# Curly golden retriever



## OscarsDad (Dec 20, 2017)

Welcome! Sweet puppy!


----------



## Megora (Jun 7, 2010)

To be absolutely honest, I'd be wondering if there is some poodle behind her.


----------



## nolefan (Nov 6, 2009)

You might find some of this interesting. I've seen some very wavy coated Goldens, it's way back in the beginning of the breed but there are some curly coated retrievers, tweed water spaniel is one of the foundations and is curly coated. No telling exactly what's behind your dog if you don't have a pedigree or AKC registration number but it's fun to look.

Take a look at some of these dogs: Dogs Past – The Golden Retriever Club









Michael of Moreton – Natural History


Posts about Michael of Moreton written by SWestfall3




retrieverman.net













The Correct Golden Retriever Coat


An open letter to breeders and judges: What could be more glamorous than this image: A handsome golden retriever, running happily through a field; a spectacular dog with a shiny, silky and soft coa…




grcc.net










Top Flight Golden Retrievers, Golden Retriever Puppies, Breeders - Wisconsin


Top Flight Golden Retrievers, Golden Retriever Puppies, Golden Retriever Breeders - Wisconsin



topflightgoldenretrievers.com


----------



## Megora (Jun 7, 2010)

nolefan said:


> I've seen some very wavy coated Goldens, it's way back in the beginning of the breed but there are some curly coated retrievers, tweed water spaniel is one of the foundations and is curly coated.

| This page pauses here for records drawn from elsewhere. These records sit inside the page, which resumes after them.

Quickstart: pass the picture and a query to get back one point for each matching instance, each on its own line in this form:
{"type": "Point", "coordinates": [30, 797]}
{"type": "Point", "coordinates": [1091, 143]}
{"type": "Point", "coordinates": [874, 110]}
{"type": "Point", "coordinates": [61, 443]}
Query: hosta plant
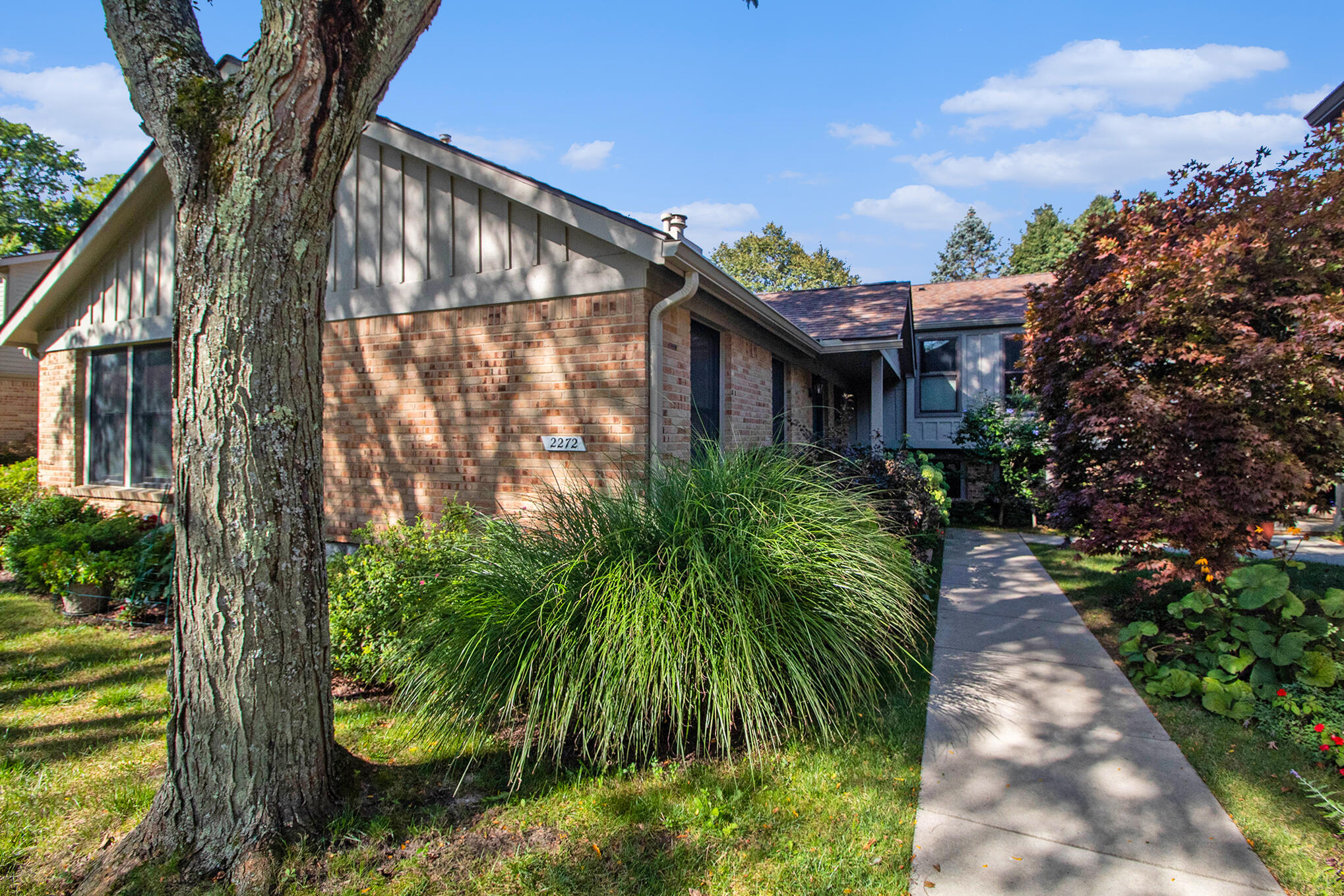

I think that the curls on Michael are not as excessive or tight as those on the golden retriever that the retrieverman was comparing to. I look at that and think that dog looks much like many goldens today who have wavy or curly coats. You see the twirls and ripples in the usual places (around the ruff, ripples on the back, and curly trousers). I have seen curly goldens. 

And fwiw - I've also seen curly coated retrievers. Really nasty ones, btw (dog aggressive). The curls are much tighter and uniform than the OP's dog.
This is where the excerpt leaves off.